Without being forgiven, released from the consequences of what we have done, our capacity to act would, as it were, be confined to one single deed from which we could never recover; we would remain the victims of its consequences forever, not unlike the sorcerer's apprentice who lacked the magic formula to break the spell. Without being bound to the fulfillment of promises, we would never be able to keep our identities; we would be condemned to wander helplessly and without direction in the darkness of each man's lonely heart, caught in its contradictions and equivocations -- a darkness which only the light shed over the public realm through the presence of others, who confirm the identity between the one who promises and the one who fulfills, can dispel. Both faculties therefore, depend on plurality, on the presence and acting of others, for no one can forgive himself and no one can feel bound to a promise made only to himself; forgiving and promising enacted in solitude or isolation remain without reality and can signify no more than a role played before one's self.

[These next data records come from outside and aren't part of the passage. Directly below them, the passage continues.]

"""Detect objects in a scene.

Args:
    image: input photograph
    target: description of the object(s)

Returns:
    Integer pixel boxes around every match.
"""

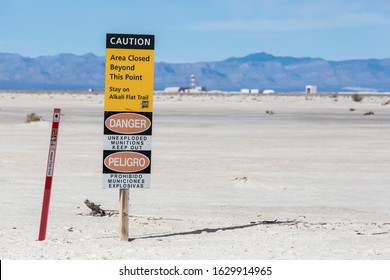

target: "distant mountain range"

-- As I said, this is an incredibly rich passage, and only some of its riches directly connect with the concerns of our course (although we will return to some of what we put in the background for now when we shift our attention in a couple of weeks from "green" design for sustainability to "p2p" design for network participation). For those who do go on to explore Arendt's philosophy more deeply for its own sake, I will say that this passage remains a useful touchstone. What is sometimes described as a "turn" from Arendt's early to her late thinking, a shift from the radicality to the banality of evil under totalitarianism is clearly anticipated in this comparatively early passage. In "Thinking and Moral Considerations" Arendt will go on to say that under conditions of totalitarian tyranny thinking itself can take on the character of acting, extending to thinking-otherwise itself the sort of redemptive force she assigns to other facets of the human condition in respect to their limits -- usually figured as a horror of interminable automatism -- in their own terms, so that thought-as-action might rescue humanity from the madness and isolation of totalitarian anti-politics quite as much as political action more generally is said by Arendt to rescue thought isolated and enthralled by interminable free-associational rationalism.

1 comment:

jollyspaniard said...

A strong case can be made that technology is an evolutionary vector that enables its continued evolution. And by giving carriers a competitive advantage over non adopters (the history of gunpowder weaponry is a good example, lots of socieities didn't want it to exsist ultimately they had no choice) technologies can be forced on populations whether they want them or not.

The scary thing about that is that this process doesn't have our interests at heart. However the human race does have a limited history of uninventing things. There was a moment in time when the Japanese were making the best gunpowder weapons in the world. They decided to get rid of them (not necessarily for altruistic reasons mind you!) and were sucessful in doing so.

P.S. There is a very safe indirect form of nuclear power, geothermal. A very elegant solution in my mind, extract the waste heat not the toxic material that creates it.